July 5, 2023  By Government of British Columbia

A new program will help British Columbia’s agricultural producers improve water management and water supply for crops and livestock, resulting in more agricultural production and strengthened food security.

“Access to water is crucial for food production and ensuring we have sustainable, resilient local food systems,” said Pam Alexis, minister of agriculture and food. “The Agricultural Water Infrastructure program will help B.C.’s agricultural communities adapt to climate-change effects, like the increased threat of drought, and help grow more food by supporting new and improved water storage and water-supply infrastructure.”

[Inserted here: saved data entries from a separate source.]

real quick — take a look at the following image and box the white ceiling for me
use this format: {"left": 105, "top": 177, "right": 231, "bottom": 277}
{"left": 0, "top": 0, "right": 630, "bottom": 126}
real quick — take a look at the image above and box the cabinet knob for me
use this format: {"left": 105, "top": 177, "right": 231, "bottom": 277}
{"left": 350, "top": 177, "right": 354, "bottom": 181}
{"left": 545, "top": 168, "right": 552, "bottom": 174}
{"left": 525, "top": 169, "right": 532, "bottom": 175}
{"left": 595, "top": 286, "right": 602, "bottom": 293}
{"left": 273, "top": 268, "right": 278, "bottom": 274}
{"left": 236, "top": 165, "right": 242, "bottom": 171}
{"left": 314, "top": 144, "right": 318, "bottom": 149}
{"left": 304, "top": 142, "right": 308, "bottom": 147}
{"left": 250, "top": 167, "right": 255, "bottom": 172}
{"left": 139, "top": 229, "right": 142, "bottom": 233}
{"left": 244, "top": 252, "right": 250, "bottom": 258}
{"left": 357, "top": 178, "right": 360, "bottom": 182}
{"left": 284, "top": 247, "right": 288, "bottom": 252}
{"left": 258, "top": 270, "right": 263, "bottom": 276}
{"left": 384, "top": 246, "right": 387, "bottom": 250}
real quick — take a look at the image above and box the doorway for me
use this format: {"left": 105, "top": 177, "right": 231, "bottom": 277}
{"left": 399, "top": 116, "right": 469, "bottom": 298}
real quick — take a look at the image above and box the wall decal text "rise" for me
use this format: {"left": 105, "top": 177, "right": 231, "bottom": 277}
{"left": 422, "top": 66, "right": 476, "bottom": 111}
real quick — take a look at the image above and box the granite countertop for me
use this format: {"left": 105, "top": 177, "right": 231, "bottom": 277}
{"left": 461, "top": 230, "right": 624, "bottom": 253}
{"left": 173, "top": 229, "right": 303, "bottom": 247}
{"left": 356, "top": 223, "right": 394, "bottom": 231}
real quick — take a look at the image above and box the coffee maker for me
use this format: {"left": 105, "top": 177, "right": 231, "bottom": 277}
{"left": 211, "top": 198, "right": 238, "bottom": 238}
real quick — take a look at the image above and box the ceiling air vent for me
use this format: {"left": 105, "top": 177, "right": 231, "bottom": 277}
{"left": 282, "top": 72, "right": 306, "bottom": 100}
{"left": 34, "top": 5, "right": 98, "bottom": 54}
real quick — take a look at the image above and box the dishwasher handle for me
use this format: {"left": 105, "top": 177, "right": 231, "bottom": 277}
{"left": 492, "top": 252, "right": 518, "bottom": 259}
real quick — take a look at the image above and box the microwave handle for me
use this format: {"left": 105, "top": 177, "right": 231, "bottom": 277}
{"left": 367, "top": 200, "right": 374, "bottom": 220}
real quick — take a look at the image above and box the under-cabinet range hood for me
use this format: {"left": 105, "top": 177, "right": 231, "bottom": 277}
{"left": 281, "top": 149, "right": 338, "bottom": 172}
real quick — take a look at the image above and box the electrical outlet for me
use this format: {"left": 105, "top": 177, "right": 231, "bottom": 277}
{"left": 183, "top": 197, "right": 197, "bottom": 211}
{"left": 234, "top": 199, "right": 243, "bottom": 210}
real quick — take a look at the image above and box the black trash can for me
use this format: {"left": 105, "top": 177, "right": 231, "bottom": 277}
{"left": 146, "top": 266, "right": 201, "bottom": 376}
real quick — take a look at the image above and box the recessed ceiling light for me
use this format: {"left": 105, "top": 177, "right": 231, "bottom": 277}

The program will support more efficient water management, including the use of leading-edge technology in water-scarce and drought-prone areas, so available water can be maximized for agricultural uses, such as irrigation and livestock watering. Support for additional water infrastructure will also be considered if there is high potential for farmland expansion or if the increase in water supply will lead to more agricultural production.


“Water is essential to agricultural production. However, in recent years, multiple regions of British Columbia have experienced adverse climate events that placed considerable stress on supplies of safe, reliable water for farmers at the most critical time of the growing season,” said Jennifer Woike, president, B.C. Agriculture Council. “Farmers and ranchers are leaders in the efficient management of water resources, and the Agricultural Water Infrastructure program is an important investment in that leadership role.”

The $20-million Agricultural Water Infrastructure program will be open to B.C. farmers, ranchers and agricultural producers as well as Indigenous communities, Indigenous producers, irrigation and improvement districts, local governments, and agricultural and conservation groups.

The program will be administered by the Investment Agriculture Foundation of B.C. (IAF).

“The tree-fruit industry began with the pioneers diverting water from the nearby hills, and we continue to rely on this precious resource,” said Sukhpaul Bal, farmer and president, B.C. Cherry Association. “The cherry industry continues to see strong growth, and developing irrigation infrastructure is going to be key to match the needs of expanding acreage.”